A baby cotton-top tamarin was born on August 3rd at the Cape May County Zoo. The monkey was born to the couple Cordelia and Lil’ T. These primates are critically endangered and are found usually in the rainforests of Colombia in South America.

cotton-top tamarin
(Image Source: Cape May County Zoo)

Jean Whalen, the program coordinator at the Zoo, told The Koala, “The baby cotton-top is doing very well!  This is Cordelia and Lil’ T’s (Tamtam’s) first baby, so they are new to everything.  They have picked up parenting very well! At first, mom carried the baby exclusively so that it could nurse regularly.  At about 1.5 weeks old, dad started helping to carry the baby, which is what should be expected.”

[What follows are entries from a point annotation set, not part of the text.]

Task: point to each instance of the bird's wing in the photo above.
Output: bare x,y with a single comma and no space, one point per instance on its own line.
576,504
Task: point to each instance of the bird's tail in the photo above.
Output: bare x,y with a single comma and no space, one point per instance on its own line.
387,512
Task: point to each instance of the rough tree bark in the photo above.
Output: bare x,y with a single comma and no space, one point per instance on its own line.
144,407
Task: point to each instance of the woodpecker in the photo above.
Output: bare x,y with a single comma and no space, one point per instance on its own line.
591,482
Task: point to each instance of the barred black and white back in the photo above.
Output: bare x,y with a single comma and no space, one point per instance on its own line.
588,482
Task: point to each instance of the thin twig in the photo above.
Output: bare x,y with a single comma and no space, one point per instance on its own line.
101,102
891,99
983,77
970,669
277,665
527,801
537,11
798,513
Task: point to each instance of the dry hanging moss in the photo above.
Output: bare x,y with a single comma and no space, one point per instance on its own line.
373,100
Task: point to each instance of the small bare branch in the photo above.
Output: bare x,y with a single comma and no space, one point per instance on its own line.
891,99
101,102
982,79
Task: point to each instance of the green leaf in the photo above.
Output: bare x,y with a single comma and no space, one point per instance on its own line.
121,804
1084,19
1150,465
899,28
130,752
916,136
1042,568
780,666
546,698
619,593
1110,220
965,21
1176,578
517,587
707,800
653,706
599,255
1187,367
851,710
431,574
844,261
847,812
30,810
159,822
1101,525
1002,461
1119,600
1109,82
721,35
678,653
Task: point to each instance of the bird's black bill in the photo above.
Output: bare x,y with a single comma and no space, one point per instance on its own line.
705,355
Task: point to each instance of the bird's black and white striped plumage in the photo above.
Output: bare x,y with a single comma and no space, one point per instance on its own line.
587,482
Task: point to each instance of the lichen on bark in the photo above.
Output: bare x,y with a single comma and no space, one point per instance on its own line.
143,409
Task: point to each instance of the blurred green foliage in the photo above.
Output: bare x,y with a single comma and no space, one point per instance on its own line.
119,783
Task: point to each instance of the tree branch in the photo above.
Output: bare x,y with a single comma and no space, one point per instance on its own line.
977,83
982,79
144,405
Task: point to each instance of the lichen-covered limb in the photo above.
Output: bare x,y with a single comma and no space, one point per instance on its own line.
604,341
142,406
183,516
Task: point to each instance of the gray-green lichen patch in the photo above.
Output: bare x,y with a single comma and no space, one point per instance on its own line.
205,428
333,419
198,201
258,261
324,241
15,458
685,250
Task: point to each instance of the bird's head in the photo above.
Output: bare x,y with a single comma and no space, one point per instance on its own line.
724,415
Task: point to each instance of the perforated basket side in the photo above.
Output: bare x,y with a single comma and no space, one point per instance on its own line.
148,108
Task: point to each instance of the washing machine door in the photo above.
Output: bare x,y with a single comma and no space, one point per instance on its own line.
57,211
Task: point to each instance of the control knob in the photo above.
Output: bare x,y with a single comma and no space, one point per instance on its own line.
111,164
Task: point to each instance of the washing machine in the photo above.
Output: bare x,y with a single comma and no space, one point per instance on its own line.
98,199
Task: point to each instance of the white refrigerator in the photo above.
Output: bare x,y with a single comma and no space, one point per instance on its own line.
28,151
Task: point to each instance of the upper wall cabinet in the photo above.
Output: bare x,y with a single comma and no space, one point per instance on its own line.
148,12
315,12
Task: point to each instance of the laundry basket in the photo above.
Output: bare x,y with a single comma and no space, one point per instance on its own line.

Talking about their parenting skills, Whalen also added, “Tamarins exhibit alloparenting. Which means all family members help carry and raise the infants. Lil T will give the baby back to Cordelia for it to nurse, then carry it again to give mom a break. Carrying the baby is a lot of work! A newborn weighs around 15% of mom’s body weight, which would be like a 150lb woman carrying a 25lb infant without ever being able to put it down! We have noticed the baby is awake more often (less napping) and calling for mom when it is hungry.”

baby cotton top
(Image Source: Cape May County Zoo)

The newborn’s mother, Cordelia, has been at the Cape May County Zoo for a few years. While the male Lil’ T has been there since June of 2019. There are only around 6,000 Cotton-top tamarins left in the wild.

The veterinarian at the zoo, Alex Ernst said in a statement, “The baby is strong and healthy and will be carried closely by both Mom and Dad for several weeks until it is strong enough to venture out on its own. The gender has not been identified because the baby is held by the mother. They are out and about in their habitat and can be viewed by the public. Visitors will have to look closely at Mom to see the baby as she will be holding onto it very tight.”

cotton-top tamarin
(Image Source: Cape May County Zoo)

The baby cotton-top tamarin is the first of its species born at the zoo in almost 17 years.